DataStore API

The stix2 library features an interface for pulling and pushing STIX 2 content. This interface consists of DataStore, DataSource and DataSink constructs: a DataSource for pulling STIX 2 content, a DataSink for pushing STIX 2 content, and a DataStore for both pulling and pushing.

The DataStore, DataSource, DataSink (collectively referred to as the “DataStore suite”) APIs are not referenced directly by a user but are used as base classes, which are then subclassed by real DataStore suites.
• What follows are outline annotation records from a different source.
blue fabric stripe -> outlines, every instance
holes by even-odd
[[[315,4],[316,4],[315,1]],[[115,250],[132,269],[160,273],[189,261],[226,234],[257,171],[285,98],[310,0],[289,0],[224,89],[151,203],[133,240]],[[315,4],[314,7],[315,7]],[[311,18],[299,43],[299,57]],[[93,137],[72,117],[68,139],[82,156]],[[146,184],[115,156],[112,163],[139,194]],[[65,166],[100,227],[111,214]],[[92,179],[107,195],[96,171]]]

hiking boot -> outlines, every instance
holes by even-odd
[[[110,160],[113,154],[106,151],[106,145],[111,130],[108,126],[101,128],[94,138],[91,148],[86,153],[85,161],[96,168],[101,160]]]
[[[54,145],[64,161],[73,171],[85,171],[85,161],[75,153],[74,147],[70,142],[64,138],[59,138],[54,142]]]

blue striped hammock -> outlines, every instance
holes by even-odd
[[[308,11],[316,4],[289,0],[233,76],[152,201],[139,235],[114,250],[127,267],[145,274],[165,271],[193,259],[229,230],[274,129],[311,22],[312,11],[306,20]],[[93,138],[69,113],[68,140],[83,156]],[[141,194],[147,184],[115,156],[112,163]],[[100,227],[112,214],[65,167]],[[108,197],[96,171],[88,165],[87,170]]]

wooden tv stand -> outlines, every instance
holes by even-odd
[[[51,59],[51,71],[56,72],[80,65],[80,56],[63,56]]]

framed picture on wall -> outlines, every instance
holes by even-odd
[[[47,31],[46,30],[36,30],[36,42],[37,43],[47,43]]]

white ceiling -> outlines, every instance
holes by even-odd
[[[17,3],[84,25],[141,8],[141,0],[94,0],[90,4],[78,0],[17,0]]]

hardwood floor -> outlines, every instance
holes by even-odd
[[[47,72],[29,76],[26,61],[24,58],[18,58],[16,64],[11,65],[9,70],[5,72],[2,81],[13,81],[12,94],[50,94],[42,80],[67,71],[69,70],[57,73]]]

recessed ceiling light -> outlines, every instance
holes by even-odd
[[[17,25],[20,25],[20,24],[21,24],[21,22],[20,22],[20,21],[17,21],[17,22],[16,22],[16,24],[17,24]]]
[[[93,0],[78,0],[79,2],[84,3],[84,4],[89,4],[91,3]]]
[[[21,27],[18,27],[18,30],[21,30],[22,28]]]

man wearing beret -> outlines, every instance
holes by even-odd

The stix2 library provides the DataStore suites of FileSystem, Memory, and TAXII. Users are also encouraged to subclass the base classes and create their own custom DataStore suites.

CompositeDataSource

CompositeDataSource is an available controller that can be used as a single interface to a set of defined DataSources. The purpose of this controller is allow for the grouping of DataSources and making get()/query() calls to a set of DataSources in one API call. CompositeDataSources can be used to organize/group DataSources, federate get()/all_versions()/query() calls, and reduce user code.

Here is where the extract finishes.